Recuerdos comenzaron a asaltarme sin piedad, mezclándose con las lágrimas que ahora caían sin control. Me vi a mí misma, años atrás, con un vestido manchado de pintura, riendo mientras Blanca tenía la cara llena de salpicaduras. Aquel día, padre se había ido de viaje y nosotras, rebeldes y alegres, decidimos que aquella pared blanca y aburrida necesitaba un toque de color. Tendríamos unos nueve años, la vida era simple, tranquila; Blanca aún estaba allí, sin Jake, sin amenazas, solo risas y promesas susurradas entre brochazos.
La realidad me golpeó de vuelta como un puñetazo en el pecho. Los recuerdos eran tan vívidos que dolían, y me sentí como una niña otra vez, pequeña e impotente. Miré hacia el suelo y allí, medio escondido entre el polvo, yacía su peluche favorito, un pequeño conejo de orejas largas y desgastadas. Lo recogí con manos temblorosas y, abrazándolo con fuerza, me dejé caer contra la pared, deslizándome hasta sentarme en el suelo.
Apreté el peluche contra mi pecho, cerrando los ojos. El olor a pintura y polvo llenaba el aire, pero yo solo podía pensar en todo lo que habíamos perdido, en lo que había dejado atrás. En el peso de haber seguido adelante cuando ella ya no estaba.
Sentada en el suelo, rodeada por recuerdos polvorientos y con el pequeño conejo entre mis brazos, sentí el silencio hacerse cada vez más denso. Cada rincón de esa habitación me traía imágenes y palabras de Blanca que había intentado enterrar durante años, como si su risa y su voz estuvieran atrapadas en esas paredes.
Mi auricular volvió a crepitar, trayéndome de nuevo a la realidad. Esta vez era la voz de Alastor, más insistente y con un tono preocupado.
—Ren, ¿estás bien?
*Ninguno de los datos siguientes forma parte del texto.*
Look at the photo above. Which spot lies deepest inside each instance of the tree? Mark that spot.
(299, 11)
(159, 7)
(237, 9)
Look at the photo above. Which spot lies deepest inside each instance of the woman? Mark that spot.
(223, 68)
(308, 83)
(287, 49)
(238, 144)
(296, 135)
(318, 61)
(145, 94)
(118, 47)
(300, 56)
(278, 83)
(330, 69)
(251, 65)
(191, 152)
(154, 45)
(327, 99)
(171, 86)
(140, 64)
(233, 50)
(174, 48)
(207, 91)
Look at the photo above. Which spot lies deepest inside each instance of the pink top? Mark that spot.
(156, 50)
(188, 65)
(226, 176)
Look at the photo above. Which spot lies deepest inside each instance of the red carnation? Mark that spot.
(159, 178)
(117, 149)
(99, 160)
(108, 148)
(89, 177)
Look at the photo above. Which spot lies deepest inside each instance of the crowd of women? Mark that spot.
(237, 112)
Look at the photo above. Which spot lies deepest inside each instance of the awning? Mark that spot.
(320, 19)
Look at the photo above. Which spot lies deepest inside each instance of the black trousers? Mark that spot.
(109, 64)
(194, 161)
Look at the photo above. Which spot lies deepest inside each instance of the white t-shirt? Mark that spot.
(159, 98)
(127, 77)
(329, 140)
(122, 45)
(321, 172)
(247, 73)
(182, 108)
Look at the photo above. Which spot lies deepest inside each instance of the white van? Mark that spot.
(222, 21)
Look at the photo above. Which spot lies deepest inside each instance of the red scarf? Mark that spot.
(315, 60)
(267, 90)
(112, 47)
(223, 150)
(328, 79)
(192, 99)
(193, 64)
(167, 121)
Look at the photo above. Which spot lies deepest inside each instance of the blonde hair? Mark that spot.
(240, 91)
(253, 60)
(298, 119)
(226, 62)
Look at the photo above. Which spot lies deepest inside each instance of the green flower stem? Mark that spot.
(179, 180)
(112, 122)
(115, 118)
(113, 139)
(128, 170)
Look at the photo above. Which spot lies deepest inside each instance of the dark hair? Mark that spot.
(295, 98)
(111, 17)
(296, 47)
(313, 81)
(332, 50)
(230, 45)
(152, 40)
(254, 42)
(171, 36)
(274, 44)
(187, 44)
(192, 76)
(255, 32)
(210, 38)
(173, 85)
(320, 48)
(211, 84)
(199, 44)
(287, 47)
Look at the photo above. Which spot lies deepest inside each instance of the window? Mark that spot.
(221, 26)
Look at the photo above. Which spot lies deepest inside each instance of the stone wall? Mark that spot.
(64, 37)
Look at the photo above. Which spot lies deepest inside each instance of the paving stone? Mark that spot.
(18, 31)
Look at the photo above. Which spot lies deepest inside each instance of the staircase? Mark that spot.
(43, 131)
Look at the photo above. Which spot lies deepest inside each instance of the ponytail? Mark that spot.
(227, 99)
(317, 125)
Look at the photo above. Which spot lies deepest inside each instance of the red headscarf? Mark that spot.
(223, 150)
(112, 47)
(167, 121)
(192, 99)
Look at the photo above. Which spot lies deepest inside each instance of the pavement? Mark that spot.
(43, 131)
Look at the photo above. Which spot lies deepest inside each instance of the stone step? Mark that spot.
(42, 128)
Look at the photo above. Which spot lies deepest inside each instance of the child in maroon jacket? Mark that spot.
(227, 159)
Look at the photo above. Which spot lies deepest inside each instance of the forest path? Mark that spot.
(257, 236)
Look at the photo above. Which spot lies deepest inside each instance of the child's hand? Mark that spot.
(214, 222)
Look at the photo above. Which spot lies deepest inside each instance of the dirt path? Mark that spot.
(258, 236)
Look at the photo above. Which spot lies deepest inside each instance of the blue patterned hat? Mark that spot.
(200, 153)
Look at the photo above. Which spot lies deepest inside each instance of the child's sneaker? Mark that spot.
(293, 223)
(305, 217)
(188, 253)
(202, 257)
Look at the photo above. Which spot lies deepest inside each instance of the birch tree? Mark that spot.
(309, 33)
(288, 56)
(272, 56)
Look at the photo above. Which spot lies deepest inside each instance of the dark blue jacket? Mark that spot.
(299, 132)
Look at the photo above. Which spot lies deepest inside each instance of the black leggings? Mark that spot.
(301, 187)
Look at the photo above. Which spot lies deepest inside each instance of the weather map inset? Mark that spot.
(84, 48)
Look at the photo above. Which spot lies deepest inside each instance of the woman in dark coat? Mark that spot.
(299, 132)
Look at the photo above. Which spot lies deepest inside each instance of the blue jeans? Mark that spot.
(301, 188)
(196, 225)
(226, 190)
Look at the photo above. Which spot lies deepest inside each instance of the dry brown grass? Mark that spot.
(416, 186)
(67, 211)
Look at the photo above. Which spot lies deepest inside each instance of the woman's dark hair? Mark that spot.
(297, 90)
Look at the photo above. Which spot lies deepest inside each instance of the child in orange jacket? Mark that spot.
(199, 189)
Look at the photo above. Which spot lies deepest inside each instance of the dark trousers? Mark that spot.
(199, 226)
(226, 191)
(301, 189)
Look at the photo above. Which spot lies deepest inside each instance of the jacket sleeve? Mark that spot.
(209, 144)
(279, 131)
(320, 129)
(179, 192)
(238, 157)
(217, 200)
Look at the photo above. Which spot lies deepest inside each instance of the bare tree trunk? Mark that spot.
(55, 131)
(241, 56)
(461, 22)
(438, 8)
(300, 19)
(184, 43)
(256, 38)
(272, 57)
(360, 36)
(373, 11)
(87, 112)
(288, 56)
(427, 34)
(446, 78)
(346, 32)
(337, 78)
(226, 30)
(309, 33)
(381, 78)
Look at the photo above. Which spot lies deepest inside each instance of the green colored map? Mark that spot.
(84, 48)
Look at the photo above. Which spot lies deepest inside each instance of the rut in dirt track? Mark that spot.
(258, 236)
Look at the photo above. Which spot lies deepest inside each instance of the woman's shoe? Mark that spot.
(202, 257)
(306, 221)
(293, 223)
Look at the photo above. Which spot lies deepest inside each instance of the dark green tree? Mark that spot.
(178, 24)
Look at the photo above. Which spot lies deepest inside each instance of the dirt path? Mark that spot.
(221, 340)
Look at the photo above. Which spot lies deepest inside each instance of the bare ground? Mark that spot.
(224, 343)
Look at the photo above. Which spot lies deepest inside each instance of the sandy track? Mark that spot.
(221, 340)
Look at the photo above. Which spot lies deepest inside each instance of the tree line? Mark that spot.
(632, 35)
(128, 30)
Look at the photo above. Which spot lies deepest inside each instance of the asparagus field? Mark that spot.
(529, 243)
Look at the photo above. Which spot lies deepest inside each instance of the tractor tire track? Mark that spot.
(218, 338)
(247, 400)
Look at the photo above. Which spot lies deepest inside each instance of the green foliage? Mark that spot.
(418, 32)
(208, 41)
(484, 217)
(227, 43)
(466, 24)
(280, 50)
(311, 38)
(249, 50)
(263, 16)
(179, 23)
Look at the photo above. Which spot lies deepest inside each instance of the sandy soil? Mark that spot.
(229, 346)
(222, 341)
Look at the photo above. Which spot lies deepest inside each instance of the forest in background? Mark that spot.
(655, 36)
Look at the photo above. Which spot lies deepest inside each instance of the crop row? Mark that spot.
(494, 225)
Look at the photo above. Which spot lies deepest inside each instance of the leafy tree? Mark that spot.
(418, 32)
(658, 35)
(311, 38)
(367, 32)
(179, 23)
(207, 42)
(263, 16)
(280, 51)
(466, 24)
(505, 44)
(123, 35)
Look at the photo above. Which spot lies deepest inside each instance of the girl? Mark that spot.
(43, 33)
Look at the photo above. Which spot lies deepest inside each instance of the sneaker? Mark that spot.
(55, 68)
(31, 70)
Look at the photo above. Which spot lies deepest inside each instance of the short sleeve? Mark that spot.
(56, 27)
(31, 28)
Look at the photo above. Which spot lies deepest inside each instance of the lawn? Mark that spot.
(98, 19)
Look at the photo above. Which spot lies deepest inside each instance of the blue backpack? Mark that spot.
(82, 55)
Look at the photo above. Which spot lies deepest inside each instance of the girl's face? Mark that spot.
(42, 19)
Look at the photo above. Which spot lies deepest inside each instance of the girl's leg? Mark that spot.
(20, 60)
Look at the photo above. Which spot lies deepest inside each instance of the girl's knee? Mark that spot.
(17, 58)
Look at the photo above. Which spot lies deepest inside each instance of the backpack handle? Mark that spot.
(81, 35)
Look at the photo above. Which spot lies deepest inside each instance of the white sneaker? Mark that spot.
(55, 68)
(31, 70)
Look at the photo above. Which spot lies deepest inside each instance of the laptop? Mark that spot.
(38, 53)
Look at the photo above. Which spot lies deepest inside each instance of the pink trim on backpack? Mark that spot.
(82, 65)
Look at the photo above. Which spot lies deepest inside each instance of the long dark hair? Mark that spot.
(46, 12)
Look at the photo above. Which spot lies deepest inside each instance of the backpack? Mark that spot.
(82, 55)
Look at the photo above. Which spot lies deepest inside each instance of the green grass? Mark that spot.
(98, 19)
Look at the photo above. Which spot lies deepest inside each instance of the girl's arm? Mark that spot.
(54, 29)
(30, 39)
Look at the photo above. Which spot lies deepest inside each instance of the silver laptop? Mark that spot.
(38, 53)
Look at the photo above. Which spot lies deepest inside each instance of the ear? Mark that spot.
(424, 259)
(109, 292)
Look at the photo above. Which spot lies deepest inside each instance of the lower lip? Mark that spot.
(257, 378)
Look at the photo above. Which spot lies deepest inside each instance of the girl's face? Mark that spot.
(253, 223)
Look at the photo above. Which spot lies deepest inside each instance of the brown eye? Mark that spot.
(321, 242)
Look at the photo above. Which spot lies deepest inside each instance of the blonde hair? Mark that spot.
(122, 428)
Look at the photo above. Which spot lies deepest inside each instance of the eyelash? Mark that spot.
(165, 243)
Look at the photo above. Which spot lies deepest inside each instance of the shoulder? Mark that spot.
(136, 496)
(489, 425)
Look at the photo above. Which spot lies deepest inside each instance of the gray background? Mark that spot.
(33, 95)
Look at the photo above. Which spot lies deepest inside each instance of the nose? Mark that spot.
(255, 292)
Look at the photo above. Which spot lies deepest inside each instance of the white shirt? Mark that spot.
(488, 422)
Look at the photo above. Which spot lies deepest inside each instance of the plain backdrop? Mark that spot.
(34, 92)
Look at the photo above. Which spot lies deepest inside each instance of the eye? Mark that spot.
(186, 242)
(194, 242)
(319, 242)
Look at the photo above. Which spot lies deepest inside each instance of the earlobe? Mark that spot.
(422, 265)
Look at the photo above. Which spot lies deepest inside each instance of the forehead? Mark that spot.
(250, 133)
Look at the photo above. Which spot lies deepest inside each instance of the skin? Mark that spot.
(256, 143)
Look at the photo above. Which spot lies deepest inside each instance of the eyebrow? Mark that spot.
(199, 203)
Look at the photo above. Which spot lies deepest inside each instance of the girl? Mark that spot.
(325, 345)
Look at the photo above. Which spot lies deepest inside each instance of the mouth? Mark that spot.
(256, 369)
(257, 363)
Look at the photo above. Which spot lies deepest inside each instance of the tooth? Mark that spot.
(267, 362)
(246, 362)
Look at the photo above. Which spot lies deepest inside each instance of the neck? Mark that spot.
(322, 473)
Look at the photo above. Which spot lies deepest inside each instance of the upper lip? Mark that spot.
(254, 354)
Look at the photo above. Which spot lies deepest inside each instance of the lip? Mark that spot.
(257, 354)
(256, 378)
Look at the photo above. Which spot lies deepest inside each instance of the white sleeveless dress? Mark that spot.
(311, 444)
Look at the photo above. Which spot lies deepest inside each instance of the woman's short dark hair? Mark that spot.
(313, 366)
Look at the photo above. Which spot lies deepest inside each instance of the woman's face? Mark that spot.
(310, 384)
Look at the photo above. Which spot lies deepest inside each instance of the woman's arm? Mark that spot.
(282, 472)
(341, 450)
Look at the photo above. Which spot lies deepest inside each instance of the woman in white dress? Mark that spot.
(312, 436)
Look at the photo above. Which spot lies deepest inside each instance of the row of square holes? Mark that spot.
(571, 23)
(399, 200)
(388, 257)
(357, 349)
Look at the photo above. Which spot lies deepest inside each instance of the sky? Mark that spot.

Hemos estado intentando contactarte. ¿Dónde estás?
Tragué con dificultad, sintiendo un nudo en la garganta que hacía que cualquier palabra se me atorara. Finalmente, murmuré en un susurro entrecortado:
—Estoy… Estoy en otro lugar. No es la cámara.
—¿Qué? —su tono era una mezcla de confusión y alarma—. ¿Dónde, entonces? ¿Estás segura de que estás bien?
Quise contestar con algo rápido, alguna excusa para que me dejaran en paz, pero el peso de los recuerdos era como una losa. Tomé una bocanada de aire, cerré los ojos y forcé a mi mente a aterrizar en el presente. Tenía una misión que cumplir, y mi equipo me esperaba.
—Voy… voy a volver a los conductos, perdón, me he desviado.
Apenas terminé de decir esto, escuché pasos fuera de la habitación. El pánico volvió a apoderarse de mí, y rápidamente busqué un escondite. Me deslicé detrás del armario, rezando para que nadie se fijara en la rejilla que había dejado abierta en el techo.
La puerta se abrió, y pude oír el eco de unos pasos suaves. Agachada, sostuve el peluche con una mano mientras controlaba mi respiración para no hacer ningún ruido. Por el sonido de los pasos, deduje que había solo una persona, probablemente un guardia haciendo la ronda. Con el rabillo del ojo, vi su sombra pasar frente al armario, acercarse a la pared a medio pintar y detenerse.
Un susurro apenas audible escapó de sus labios. Parecía murmurar algo, casi como un rezo o un lamento, mientras observaba la pintura esparcida sobre la pared. No podía entender lo que decía, pero había algo en su voz, una tristeza casi palpable, que me hizo pensar que tal vez él también recordaba a alguien que ya no estaba.